Святилище со змеей… Теперь я свободна и могу идти, куда захочу. Никто не задаст мне вопросов, что бы я ни делала. Я пересекла двор и пошла в глубь дворца, туда, где находилось маленькое святилище. Там никого не было.

Я испытала облегчение. Мне требовалось посидеть и подумать в одиночестве. А если мне предстоит побег, то я должна объяснить хранительнице нашего рода, почему я это делаю и почему не могу взять ее с собой.

Разве могу я покинуть свой дом? Он является частью моего существа. Я присела на каменную скамью и задумалась в ожидании. Мерцающий огонь лампады освещал алтарь. На полу лежал кусок медового пирога и стояло блюдце с молоком. Но змейки не было видно.

Я ощутила, как в мою душу опускается безграничный покой. Это неизбежно. Что бы ни случилось, это неизбежно. Как странно говорить о том, что еще не свершилось, «это неизбежно». Но я чувствовала глубоко внутри свою правоту. Возможно, все было предрешено еще до моего рождения.

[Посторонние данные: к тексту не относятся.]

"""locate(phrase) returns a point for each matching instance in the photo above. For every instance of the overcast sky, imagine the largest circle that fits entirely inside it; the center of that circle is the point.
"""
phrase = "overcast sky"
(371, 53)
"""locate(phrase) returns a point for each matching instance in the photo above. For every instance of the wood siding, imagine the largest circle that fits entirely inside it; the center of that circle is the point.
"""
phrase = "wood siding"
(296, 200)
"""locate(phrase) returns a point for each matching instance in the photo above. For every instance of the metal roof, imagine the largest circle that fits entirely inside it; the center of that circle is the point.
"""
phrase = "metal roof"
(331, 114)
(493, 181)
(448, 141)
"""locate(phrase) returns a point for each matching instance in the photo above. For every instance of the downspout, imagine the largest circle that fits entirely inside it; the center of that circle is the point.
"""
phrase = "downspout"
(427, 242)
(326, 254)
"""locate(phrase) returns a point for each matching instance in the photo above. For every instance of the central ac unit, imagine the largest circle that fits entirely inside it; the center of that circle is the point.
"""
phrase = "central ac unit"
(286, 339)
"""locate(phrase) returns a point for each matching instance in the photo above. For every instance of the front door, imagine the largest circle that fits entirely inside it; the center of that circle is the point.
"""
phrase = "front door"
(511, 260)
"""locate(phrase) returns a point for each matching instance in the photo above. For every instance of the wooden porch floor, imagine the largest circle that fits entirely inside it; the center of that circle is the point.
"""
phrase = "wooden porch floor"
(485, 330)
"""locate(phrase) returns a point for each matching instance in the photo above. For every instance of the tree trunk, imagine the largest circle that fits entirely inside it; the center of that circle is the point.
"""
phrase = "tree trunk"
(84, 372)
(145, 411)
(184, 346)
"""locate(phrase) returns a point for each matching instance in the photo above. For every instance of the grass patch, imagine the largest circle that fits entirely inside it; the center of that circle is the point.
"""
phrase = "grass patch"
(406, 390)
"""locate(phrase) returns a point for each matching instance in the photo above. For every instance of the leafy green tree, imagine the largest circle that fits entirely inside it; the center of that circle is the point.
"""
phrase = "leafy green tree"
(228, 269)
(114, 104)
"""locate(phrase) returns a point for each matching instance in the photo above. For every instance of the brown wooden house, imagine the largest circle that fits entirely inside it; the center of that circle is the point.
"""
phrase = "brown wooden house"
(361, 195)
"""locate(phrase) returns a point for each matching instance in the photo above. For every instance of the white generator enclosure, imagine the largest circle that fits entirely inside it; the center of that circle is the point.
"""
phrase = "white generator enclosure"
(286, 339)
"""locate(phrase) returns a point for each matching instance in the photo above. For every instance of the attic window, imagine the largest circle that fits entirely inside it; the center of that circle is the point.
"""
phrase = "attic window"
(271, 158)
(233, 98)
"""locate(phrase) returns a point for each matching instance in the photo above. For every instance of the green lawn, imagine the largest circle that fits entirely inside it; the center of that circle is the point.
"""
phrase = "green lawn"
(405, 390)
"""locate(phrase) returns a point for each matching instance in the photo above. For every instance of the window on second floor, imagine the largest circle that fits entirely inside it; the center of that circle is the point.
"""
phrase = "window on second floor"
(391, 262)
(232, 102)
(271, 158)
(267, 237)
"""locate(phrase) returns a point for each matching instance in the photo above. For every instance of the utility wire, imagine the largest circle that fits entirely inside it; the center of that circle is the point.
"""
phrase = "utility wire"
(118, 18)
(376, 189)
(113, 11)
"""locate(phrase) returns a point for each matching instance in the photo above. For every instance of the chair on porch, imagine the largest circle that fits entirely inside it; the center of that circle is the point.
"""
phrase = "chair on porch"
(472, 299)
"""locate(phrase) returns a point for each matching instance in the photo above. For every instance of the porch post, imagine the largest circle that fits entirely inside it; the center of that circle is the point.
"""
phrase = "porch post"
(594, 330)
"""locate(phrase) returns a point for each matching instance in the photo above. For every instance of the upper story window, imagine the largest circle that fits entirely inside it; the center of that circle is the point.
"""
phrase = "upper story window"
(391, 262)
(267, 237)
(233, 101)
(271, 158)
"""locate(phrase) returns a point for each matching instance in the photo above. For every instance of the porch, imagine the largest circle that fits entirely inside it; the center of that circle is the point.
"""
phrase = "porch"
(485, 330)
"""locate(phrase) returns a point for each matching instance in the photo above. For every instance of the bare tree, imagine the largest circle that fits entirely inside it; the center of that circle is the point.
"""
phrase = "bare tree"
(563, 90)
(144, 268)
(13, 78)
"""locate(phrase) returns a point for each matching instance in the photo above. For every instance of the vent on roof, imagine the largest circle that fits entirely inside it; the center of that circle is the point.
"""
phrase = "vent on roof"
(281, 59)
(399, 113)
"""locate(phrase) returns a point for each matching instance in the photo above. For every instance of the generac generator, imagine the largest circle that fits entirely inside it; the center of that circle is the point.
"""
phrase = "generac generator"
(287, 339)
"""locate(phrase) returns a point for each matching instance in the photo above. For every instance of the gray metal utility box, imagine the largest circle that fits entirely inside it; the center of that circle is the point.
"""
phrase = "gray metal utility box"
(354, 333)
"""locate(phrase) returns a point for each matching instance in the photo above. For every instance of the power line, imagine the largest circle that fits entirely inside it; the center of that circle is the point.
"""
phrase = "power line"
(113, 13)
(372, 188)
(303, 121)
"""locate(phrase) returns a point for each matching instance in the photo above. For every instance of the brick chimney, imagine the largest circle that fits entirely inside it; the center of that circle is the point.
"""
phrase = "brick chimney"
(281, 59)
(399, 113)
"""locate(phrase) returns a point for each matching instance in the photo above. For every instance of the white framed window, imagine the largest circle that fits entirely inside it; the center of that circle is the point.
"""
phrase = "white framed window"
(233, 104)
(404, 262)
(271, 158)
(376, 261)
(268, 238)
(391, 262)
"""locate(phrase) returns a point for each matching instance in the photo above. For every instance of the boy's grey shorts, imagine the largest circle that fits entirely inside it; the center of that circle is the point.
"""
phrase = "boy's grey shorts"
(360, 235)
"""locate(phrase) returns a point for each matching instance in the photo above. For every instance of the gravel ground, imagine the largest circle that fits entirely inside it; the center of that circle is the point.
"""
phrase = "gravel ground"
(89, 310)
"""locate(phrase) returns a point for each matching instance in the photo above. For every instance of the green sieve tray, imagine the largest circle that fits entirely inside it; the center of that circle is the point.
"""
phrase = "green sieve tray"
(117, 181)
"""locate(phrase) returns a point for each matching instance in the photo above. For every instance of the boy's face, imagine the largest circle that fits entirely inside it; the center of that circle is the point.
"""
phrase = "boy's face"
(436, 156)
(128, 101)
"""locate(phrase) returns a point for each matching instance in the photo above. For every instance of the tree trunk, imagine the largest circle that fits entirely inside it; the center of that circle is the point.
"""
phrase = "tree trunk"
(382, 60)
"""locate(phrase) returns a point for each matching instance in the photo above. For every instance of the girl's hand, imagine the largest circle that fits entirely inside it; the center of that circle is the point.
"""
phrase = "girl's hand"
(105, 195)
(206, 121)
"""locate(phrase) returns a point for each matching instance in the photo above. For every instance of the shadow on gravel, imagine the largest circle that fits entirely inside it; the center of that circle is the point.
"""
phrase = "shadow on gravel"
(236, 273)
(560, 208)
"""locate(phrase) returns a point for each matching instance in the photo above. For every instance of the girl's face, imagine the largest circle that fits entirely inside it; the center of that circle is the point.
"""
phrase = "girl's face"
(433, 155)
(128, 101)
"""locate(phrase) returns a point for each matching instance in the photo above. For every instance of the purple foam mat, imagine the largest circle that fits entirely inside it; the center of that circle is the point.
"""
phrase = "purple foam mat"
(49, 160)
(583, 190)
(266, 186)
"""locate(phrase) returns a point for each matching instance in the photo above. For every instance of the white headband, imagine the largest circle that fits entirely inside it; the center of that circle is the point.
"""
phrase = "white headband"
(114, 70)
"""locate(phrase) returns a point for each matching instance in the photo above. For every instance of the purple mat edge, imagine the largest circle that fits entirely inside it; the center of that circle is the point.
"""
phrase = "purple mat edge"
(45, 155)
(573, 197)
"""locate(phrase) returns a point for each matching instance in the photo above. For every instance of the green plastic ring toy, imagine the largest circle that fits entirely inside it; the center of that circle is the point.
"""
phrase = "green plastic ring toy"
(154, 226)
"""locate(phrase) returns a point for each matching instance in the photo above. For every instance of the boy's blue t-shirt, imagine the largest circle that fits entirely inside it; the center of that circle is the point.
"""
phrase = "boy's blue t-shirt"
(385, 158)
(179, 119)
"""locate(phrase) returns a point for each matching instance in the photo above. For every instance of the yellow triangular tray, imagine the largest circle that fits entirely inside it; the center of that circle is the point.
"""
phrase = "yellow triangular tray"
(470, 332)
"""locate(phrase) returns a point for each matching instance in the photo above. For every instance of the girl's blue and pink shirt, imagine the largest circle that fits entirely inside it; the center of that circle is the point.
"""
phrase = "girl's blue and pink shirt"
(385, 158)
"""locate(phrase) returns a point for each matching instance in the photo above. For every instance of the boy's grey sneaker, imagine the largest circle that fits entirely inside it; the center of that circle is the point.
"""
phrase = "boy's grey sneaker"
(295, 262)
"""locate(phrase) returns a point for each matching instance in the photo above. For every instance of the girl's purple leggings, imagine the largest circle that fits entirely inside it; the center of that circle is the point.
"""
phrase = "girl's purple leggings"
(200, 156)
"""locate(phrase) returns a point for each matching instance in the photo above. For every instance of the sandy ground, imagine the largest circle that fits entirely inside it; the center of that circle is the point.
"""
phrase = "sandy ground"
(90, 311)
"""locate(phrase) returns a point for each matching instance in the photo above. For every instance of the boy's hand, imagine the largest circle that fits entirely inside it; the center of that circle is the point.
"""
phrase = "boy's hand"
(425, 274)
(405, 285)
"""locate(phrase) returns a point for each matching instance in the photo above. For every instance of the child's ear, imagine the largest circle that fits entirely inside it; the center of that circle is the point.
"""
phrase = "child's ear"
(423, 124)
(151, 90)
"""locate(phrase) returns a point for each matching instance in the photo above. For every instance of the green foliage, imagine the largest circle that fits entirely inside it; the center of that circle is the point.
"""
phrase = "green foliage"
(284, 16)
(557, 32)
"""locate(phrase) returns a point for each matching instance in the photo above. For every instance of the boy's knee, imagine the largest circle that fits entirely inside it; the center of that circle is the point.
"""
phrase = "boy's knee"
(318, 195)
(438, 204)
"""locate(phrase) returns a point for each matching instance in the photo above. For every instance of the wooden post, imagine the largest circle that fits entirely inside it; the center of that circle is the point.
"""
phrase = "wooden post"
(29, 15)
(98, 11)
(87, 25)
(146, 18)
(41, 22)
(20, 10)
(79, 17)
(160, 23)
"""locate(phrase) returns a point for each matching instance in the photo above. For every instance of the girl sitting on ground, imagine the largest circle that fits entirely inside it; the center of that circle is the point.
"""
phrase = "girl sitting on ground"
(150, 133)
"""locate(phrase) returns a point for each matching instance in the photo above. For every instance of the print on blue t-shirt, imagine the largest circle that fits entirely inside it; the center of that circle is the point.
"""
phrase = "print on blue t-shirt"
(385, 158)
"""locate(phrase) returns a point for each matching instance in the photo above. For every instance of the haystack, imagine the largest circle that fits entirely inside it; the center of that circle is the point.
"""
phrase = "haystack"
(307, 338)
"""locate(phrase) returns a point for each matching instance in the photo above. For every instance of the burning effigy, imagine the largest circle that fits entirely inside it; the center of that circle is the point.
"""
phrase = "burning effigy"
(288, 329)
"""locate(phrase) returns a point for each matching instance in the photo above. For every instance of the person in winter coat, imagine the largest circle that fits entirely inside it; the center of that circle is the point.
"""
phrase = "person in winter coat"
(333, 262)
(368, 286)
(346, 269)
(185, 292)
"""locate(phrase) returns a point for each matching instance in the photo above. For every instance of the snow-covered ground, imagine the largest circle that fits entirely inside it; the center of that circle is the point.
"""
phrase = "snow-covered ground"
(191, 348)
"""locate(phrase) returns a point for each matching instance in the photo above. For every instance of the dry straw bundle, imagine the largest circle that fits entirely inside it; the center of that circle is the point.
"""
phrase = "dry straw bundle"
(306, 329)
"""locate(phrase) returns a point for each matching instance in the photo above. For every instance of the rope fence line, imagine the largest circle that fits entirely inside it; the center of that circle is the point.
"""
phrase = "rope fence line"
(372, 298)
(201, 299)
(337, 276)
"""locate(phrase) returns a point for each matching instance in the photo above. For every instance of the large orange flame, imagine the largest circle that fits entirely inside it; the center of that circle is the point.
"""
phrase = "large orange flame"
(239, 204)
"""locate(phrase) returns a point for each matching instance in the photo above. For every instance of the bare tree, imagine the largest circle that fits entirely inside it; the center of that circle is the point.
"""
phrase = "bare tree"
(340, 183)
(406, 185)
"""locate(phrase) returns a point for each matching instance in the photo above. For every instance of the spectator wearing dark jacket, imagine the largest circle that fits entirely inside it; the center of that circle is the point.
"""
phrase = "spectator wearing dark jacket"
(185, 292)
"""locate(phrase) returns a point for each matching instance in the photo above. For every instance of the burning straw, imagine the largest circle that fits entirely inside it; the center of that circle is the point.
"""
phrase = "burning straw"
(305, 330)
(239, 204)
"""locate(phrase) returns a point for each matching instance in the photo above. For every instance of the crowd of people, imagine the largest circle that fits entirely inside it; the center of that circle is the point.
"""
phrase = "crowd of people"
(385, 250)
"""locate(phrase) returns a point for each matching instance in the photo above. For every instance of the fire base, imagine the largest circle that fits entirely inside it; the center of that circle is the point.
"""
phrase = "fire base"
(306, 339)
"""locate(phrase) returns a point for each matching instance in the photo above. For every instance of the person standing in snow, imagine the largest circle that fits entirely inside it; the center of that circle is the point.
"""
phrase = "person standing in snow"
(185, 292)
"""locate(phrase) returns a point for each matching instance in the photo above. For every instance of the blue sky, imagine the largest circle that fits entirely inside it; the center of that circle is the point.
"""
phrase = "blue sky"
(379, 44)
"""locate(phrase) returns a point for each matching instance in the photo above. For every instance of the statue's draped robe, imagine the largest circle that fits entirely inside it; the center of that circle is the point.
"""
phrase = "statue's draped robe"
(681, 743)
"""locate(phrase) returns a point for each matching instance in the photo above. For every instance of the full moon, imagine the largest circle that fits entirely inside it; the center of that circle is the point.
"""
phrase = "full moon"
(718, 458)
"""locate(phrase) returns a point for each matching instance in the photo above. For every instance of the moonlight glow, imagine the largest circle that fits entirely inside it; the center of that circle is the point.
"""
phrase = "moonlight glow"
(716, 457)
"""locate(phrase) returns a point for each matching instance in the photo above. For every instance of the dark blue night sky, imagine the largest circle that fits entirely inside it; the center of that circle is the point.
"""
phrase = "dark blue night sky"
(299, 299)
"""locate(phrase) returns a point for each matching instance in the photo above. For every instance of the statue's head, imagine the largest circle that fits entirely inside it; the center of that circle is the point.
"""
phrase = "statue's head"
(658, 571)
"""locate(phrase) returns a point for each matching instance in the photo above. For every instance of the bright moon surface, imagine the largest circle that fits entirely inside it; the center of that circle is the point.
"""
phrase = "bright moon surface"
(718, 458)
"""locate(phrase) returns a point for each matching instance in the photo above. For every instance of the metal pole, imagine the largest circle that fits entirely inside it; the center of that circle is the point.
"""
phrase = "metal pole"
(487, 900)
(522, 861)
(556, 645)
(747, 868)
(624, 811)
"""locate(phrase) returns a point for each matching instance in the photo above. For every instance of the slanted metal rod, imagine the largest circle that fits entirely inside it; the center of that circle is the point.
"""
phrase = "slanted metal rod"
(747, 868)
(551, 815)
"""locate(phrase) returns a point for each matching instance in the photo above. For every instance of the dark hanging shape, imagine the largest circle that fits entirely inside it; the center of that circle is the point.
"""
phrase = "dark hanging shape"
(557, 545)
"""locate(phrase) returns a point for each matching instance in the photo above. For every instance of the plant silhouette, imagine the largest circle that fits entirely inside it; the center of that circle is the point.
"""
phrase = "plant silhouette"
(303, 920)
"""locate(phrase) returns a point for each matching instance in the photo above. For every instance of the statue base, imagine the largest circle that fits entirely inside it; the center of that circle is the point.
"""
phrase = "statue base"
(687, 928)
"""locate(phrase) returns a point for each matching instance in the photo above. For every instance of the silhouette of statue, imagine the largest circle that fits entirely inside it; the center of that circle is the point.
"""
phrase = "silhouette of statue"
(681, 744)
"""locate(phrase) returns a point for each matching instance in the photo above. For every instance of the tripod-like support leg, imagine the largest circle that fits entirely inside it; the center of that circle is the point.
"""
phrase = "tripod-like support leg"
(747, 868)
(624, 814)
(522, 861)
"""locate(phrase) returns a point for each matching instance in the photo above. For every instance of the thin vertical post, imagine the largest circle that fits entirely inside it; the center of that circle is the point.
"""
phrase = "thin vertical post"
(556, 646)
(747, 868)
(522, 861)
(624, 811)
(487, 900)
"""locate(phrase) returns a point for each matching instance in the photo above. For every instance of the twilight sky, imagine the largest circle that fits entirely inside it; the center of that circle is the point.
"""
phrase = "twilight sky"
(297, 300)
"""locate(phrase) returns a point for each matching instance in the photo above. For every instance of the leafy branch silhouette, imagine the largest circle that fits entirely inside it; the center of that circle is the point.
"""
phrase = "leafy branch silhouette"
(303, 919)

Шорох, легкое движение. Появилась змейка. Она выползла из-за алтаря и, приподняв головку, осматривалась.

Я очень любила ее. Она рассталась со своей прежней жизнью в Эпидавре и начала новую, связанную со мной, с моей семьей. Так и я расстанусь с прежней жизнью. Змейка меня наверняка поймет. Я наклонилась и прошептала ей об этом. Она посмотрела на меня, мелькнул ее раздвоенный язык. Она благословила меня.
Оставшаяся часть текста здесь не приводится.